Since the boys are sons of farmers, the government doesn’t give them enough importance. We feel rage, anger, and above all a lot of pain, but we still have a firm hope that they are alive. We know this very well, but the President gave this version because he wants to travel overseas. What matters to him is commerce and investment, but he doesn’t care about the people. Peña Nieto will not fool us, they are alive and we will find them.

In my forthcoming book Drug War Capitalism, I argue that one of the key functions of the drug war is to consolidate social control through terror. And behind the terror, criminal states keep legislating. As the tragedy of the missing students continued to dominate headlines and politics in Mexico, the federal government passed the last of the regulations to allow for the privatization of Mexico’s oil company and the participation of private companies in oil and gas projects in Mexico.
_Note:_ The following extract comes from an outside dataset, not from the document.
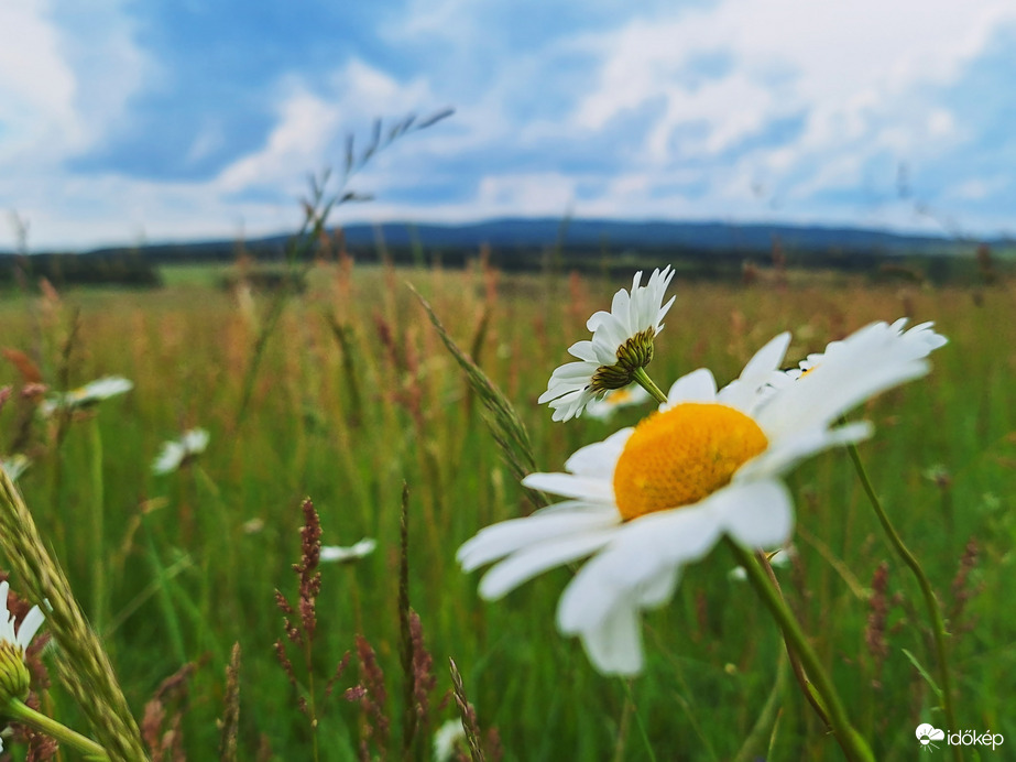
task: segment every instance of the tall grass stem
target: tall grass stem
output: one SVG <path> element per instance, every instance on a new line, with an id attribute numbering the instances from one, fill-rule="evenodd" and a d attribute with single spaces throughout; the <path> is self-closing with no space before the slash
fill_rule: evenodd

Coming back to Guerrero, what happened in Iguala is not a case of a few bad apples. On the contrary, Ayotzinapa is like the straw the broke the camel’s back, exposing how the state acts in tandem with criminal groups to sow terror. These groups, which the state calls drug cartels, but which can better be understood as paramilitary groups, do not threaten the state or control the state, rather on a whole they tend to strengthen the state repressive apparatus.
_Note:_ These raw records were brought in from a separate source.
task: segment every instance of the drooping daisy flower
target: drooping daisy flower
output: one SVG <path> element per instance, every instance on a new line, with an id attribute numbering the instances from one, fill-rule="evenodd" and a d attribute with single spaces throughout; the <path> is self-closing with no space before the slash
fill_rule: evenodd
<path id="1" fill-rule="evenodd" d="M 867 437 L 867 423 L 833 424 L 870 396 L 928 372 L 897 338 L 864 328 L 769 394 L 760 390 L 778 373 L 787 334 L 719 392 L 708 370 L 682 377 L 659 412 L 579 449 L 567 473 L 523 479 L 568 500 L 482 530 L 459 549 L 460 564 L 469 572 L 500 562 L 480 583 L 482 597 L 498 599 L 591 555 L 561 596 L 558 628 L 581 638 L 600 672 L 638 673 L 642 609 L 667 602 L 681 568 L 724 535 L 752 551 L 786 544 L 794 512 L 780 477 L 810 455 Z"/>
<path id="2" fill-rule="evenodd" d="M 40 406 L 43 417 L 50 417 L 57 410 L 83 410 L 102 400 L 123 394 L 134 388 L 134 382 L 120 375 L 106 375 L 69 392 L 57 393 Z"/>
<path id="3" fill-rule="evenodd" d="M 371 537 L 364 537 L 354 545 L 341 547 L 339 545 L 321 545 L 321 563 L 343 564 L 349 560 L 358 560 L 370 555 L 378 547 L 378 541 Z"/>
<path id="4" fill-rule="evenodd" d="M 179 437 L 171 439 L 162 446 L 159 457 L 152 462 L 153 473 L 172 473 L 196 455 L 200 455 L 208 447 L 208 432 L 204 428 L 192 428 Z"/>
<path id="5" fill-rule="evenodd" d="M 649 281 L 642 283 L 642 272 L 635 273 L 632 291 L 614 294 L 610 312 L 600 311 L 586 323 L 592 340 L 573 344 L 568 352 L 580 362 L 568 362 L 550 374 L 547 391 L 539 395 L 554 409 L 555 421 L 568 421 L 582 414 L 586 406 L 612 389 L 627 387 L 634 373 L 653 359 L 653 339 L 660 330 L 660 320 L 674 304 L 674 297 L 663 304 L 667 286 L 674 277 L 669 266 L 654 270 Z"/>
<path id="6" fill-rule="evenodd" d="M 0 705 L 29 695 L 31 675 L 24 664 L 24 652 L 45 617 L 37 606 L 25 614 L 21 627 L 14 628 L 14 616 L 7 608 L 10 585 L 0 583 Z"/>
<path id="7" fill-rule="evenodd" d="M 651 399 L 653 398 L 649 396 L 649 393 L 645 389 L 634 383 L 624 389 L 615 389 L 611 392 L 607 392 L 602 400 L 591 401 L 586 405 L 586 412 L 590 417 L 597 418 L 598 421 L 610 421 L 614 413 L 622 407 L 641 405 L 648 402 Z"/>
There is no one person or group who can absorb responsibility for the disappearance of 43 young men from the Ayotzinapa school and the massacre of 6 people. Rather, these acts were facilitated by overlapping systems of domination, capitalism, impunity, racism, militarization and paramilitarization. These systems are created and upheld not only by the government of Mexico, but by the U.S. and other governments, and they tend towards benefiting transnational capital.

Throughout Mexico, resistance to all levels of government and police is firm and it appears that it will continue to intensify. Massive protests have taken place not only in Mexico City, where it is estimated that over 100,000 people filled the Zocalo on Wednesday, November 5th, but also in cities across the country, including places where mobilizations are historically much smaller. A march yesterday from the Attorney General’s office to the Zocalo in Mexico City brought out over ten thousand people, and there were multiple detentions.
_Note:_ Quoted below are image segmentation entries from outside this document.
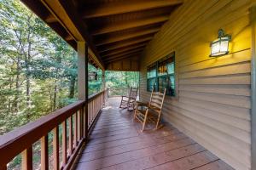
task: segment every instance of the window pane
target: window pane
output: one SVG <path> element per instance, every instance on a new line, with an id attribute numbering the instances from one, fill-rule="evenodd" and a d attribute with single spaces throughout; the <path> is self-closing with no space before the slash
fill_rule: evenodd
<path id="1" fill-rule="evenodd" d="M 174 73 L 174 62 L 167 64 L 167 71 L 168 71 L 168 74 Z"/>
<path id="2" fill-rule="evenodd" d="M 155 64 L 148 67 L 147 76 L 148 76 L 148 78 L 152 78 L 152 77 L 156 76 L 156 65 Z"/>
<path id="3" fill-rule="evenodd" d="M 167 74 L 166 62 L 160 63 L 158 65 L 158 76 L 163 76 Z"/>
<path id="4" fill-rule="evenodd" d="M 163 92 L 164 89 L 166 88 L 166 95 L 175 95 L 175 82 L 173 75 L 159 77 L 158 83 L 160 92 Z"/>

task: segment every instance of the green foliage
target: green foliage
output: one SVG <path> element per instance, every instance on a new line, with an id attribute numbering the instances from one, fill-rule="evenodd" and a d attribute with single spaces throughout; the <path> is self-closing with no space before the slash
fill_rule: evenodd
<path id="1" fill-rule="evenodd" d="M 0 19 L 3 134 L 77 99 L 77 54 L 18 0 L 0 0 Z"/>

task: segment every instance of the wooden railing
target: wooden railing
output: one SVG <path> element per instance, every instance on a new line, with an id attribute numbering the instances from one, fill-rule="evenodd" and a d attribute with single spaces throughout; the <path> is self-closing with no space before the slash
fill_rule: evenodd
<path id="1" fill-rule="evenodd" d="M 38 141 L 41 169 L 49 169 L 50 144 L 53 145 L 53 168 L 69 169 L 106 102 L 107 93 L 108 90 L 104 90 L 89 97 L 88 112 L 84 111 L 86 101 L 78 101 L 0 136 L 0 169 L 7 169 L 8 163 L 20 153 L 22 169 L 32 169 L 32 144 Z M 52 144 L 49 144 L 49 133 L 53 133 Z"/>
<path id="2" fill-rule="evenodd" d="M 122 95 L 129 95 L 129 91 L 131 88 L 109 88 L 109 97 L 116 97 Z"/>

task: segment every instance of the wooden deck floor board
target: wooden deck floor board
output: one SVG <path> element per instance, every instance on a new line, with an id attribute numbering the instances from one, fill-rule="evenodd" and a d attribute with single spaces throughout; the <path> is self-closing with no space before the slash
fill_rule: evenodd
<path id="1" fill-rule="evenodd" d="M 132 112 L 120 110 L 117 102 L 110 99 L 102 110 L 76 169 L 232 169 L 174 127 L 141 133 Z"/>

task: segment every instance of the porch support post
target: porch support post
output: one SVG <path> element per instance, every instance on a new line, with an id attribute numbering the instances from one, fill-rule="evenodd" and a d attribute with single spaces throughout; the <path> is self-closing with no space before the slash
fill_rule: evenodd
<path id="1" fill-rule="evenodd" d="M 106 88 L 105 71 L 102 71 L 102 89 Z"/>
<path id="2" fill-rule="evenodd" d="M 256 3 L 250 8 L 252 26 L 252 71 L 251 71 L 251 169 L 256 169 Z"/>
<path id="3" fill-rule="evenodd" d="M 78 42 L 78 90 L 79 99 L 85 99 L 85 42 Z"/>
<path id="4" fill-rule="evenodd" d="M 78 89 L 79 99 L 84 100 L 84 138 L 88 135 L 88 46 L 85 42 L 78 42 Z"/>
<path id="5" fill-rule="evenodd" d="M 84 122 L 84 128 L 85 128 L 85 139 L 87 141 L 88 137 L 88 99 L 89 99 L 89 83 L 88 83 L 88 64 L 89 64 L 89 54 L 88 54 L 88 44 L 85 44 L 85 122 Z"/>

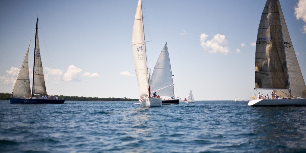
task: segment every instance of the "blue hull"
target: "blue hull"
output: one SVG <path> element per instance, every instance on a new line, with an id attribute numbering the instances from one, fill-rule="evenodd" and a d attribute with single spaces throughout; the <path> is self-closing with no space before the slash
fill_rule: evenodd
<path id="1" fill-rule="evenodd" d="M 63 104 L 64 100 L 29 99 L 28 98 L 11 98 L 11 104 Z"/>

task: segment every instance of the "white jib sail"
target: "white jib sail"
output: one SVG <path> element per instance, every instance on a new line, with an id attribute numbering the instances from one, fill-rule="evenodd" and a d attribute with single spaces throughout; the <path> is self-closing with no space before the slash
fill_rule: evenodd
<path id="1" fill-rule="evenodd" d="M 29 44 L 24 55 L 23 62 L 20 67 L 16 82 L 14 86 L 13 92 L 14 97 L 28 97 L 31 96 L 31 89 L 30 86 L 30 77 L 29 75 Z"/>
<path id="2" fill-rule="evenodd" d="M 140 98 L 143 97 L 148 97 L 147 67 L 140 0 L 138 1 L 135 15 L 132 44 L 134 66 L 139 89 Z"/>
<path id="3" fill-rule="evenodd" d="M 35 48 L 34 51 L 34 72 L 33 72 L 33 94 L 47 95 L 46 84 L 43 77 L 43 65 L 40 57 L 39 43 L 38 41 L 38 19 L 36 23 L 36 35 L 35 40 Z"/>
<path id="4" fill-rule="evenodd" d="M 172 72 L 166 43 L 156 62 L 150 84 L 152 92 L 159 90 L 156 91 L 157 94 L 174 97 Z M 168 87 L 165 88 L 166 87 Z"/>

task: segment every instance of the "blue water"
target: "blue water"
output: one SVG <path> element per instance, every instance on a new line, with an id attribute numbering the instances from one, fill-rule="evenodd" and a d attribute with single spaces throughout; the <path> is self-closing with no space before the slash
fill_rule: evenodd
<path id="1" fill-rule="evenodd" d="M 0 101 L 0 152 L 305 152 L 306 107 Z"/>

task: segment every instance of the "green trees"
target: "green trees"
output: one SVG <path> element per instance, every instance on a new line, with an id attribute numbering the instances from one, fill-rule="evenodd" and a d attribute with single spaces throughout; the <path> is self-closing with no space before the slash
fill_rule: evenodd
<path id="1" fill-rule="evenodd" d="M 11 94 L 9 93 L 0 93 L 0 100 L 9 100 Z M 98 98 L 96 97 L 85 97 L 78 96 L 67 96 L 63 95 L 58 96 L 60 99 L 64 99 L 65 100 L 73 101 L 138 101 L 137 99 L 119 98 Z"/>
Solidarity march in Mexicali

Solidarity march in Mexicali

Nationwide, Normal Schools (teacher training colleges) have been on indefinite strike since the disappearances took place. The country’s largest universities have observed multiple days of strike action. Highschools and colleges have also been shut down by the students, who hold assemblies, block roads, and organize cultural events. In Oaxaca, home to Section 22, the country’s most combative teacher’s union, there have been work stoppages in elementary and highschools. Through assemblies, there is a process of articulation between universities, highschools, colleges on local, regional, state wide and national levels taking place.

Every day, protesters take over countless toll booths on private highways and collect money in support of the families and students in Ayotzinapa. They can raise upwards of $6,000 in an afternoon, and the funds are essential for continuing the search for the 43 students.

Attacks on state and municipal buildings have taken place in Iguala and Chilpancingo in Guerrero, in Mexico City, and in Xalapa, Veracruz.

The call for solidarity actions around the world is ongoing.